Context: Gregory suggested that a user could make a "level 3" data product on their home computer, but Frossie suggests this shouldn't be conflated with products stored on the DAC
Need to clearly specify that we support a MyDB-type storage of arbitrary data, does not have to be related-in-scientific-meaning to the LSST data products
Determine how tables will be uploaded to MyDB, either by Portal or Notebook or external clients.
There was a discussion of "direct access to consolidated database", beyond capabilities of IVOA protocols. Need to follow up on whether this is mediated by DAX services or if some form of more direct connection to consolidated DB is acceptable.
Science platform requirements say MyDB reqs are "still in development"
Scope effort for providing user-facing crossmatches/comparisons with other surveys, beyond those that are already in-use for Pipelines validation.
What are the sizes of user-generated data in existing archives? Our 10% for users is probably too small.
Leanne Guy will ask Gaia archive for user data volumes.
What is the story that we will tell reviewers for how external groups will leverage more compute/storage, of their own acquisition, beyond the 10%? What development requirements does such a system impose on us, and what decisions do we need to make to support this "beyond 10%" capability? Do we have appropriate requirements in the baseline, and to support evolving this N-years into operations?
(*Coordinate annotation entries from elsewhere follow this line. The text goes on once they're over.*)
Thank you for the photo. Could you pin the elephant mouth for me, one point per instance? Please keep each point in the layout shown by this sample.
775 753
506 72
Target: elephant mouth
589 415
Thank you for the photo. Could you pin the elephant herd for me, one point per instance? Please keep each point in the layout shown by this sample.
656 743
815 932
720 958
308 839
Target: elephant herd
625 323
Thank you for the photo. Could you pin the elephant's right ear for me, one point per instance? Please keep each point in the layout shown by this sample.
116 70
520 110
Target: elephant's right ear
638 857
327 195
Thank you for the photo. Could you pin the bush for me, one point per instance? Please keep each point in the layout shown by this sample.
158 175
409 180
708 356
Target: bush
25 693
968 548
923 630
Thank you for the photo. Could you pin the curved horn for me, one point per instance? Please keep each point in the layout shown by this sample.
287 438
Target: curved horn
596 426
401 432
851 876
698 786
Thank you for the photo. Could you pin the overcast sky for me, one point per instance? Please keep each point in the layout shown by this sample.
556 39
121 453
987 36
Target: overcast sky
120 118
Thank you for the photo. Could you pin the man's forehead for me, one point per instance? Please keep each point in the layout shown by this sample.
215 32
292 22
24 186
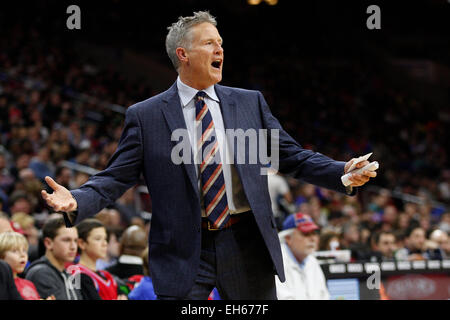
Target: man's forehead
67 232
206 30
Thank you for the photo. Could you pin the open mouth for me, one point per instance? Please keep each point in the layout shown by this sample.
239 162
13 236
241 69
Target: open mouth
216 64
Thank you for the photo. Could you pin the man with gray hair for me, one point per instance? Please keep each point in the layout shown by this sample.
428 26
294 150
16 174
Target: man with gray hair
212 222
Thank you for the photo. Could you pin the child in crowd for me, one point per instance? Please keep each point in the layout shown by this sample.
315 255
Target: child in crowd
14 250
93 245
144 289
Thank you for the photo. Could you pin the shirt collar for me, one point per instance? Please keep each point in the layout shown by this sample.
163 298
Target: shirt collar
127 259
187 93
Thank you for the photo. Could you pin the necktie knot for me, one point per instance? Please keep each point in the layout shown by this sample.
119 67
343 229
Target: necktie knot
200 95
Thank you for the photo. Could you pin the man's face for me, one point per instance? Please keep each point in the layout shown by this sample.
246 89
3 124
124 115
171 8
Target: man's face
416 240
5 226
302 244
204 57
64 245
386 245
17 258
96 245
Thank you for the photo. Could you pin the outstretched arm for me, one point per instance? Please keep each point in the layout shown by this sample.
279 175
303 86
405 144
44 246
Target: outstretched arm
104 188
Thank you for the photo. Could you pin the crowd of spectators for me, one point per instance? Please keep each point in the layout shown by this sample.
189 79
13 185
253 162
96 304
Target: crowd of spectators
52 109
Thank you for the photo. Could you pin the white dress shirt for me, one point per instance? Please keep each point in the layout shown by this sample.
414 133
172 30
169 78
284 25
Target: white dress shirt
237 201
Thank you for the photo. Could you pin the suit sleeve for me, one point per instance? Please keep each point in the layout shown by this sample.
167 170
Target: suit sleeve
122 173
312 167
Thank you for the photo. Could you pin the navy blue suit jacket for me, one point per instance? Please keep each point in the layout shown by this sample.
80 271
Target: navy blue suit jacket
145 147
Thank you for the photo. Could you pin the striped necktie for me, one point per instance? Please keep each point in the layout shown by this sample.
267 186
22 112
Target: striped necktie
211 175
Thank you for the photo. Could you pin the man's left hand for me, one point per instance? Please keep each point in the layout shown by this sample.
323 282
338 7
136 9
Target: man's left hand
359 179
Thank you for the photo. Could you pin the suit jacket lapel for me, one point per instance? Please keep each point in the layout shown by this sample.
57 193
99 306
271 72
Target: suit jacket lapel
173 114
228 107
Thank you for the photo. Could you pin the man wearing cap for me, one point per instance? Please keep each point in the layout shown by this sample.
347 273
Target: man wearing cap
304 277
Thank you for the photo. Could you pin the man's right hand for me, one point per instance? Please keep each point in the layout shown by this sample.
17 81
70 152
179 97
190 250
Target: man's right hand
61 199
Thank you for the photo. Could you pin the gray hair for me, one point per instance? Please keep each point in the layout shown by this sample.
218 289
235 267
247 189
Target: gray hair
179 35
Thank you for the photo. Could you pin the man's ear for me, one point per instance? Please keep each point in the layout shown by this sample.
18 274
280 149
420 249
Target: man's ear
182 54
48 243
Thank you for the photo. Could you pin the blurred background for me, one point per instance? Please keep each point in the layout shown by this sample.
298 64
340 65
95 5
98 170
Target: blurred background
337 87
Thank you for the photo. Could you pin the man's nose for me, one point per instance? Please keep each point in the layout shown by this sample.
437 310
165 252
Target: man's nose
219 49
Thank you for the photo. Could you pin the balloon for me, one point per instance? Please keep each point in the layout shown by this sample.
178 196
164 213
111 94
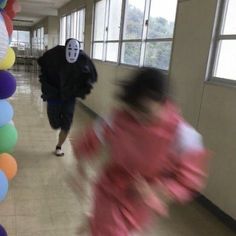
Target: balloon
9 60
10 9
3 38
17 7
8 84
6 112
8 138
3 3
8 23
8 165
3 185
2 231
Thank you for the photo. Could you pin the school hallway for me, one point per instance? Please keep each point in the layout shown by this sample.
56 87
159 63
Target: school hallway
39 201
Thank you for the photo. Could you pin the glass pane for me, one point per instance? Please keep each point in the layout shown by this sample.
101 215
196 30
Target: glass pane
162 18
81 16
114 19
131 53
24 36
98 51
63 30
112 52
229 26
158 55
134 14
225 67
68 24
99 24
73 24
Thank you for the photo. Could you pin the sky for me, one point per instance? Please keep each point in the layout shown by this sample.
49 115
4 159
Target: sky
161 8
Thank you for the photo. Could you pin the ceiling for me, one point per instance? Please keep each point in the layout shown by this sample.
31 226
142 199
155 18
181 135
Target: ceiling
33 11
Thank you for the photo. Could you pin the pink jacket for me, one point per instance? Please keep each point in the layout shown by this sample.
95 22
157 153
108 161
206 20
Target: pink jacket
167 152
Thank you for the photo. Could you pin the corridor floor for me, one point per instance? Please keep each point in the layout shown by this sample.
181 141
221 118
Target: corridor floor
39 202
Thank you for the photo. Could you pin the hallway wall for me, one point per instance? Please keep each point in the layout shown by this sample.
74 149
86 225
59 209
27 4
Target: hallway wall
208 106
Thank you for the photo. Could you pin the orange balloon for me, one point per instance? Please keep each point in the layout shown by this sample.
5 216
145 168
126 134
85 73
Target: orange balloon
8 165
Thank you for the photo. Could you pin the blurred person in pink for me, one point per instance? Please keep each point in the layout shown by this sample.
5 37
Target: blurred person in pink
155 157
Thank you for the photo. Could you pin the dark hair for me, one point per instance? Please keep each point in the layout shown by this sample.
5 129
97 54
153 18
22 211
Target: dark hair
146 83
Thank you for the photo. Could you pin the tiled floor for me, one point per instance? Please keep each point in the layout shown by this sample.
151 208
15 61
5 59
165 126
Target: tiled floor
39 202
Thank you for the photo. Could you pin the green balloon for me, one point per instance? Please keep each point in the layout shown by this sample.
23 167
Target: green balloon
8 138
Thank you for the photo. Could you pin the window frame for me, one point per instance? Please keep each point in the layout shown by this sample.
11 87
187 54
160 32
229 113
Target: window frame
218 37
143 40
105 40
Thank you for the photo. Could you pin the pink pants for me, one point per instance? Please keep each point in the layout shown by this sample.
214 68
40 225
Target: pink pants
111 219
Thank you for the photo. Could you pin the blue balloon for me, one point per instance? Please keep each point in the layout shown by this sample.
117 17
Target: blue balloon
3 186
7 84
3 232
6 112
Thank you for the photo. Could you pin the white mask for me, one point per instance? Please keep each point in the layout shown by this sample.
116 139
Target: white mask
72 50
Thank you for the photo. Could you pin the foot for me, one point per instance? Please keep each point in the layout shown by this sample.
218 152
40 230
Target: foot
58 152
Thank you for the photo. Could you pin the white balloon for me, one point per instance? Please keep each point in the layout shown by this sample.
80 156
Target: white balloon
4 39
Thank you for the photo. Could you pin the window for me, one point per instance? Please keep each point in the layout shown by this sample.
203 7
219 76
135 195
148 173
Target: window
72 26
20 39
147 32
107 30
222 65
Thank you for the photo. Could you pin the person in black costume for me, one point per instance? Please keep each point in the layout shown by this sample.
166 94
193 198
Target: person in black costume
66 73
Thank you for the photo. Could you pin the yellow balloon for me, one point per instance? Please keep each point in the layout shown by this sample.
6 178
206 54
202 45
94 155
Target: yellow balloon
8 61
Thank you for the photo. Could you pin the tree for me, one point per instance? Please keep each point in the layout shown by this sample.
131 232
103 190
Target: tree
157 53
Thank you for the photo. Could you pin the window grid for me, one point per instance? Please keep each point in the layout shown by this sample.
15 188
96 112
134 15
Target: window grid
219 37
122 39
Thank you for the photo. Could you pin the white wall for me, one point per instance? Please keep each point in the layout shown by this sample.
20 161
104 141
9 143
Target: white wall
208 107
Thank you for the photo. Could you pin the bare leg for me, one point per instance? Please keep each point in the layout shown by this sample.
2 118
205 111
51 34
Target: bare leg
62 137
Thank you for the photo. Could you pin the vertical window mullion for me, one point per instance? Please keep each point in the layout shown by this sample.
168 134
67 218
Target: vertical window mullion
144 33
123 8
107 14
Leanne Guy will write a tech note listing some "Level 3"/"MyDB" science use cases and present first version at SST/DMLT F2F Nov 2018
Arch and Blockers
Raise at DMLT the question of whether Google is a required deployment target.
Raise at DMLT whether the parquet support should be added to the portal.
Having parquet replication instead of replication inside of qserv has an impact on operational recovery; are we Are we willing to accept this?
Implicit in the parquet+dask/spark scenario is that the data would be stored separately from the compute resources. Are the network resources sufficient to support this?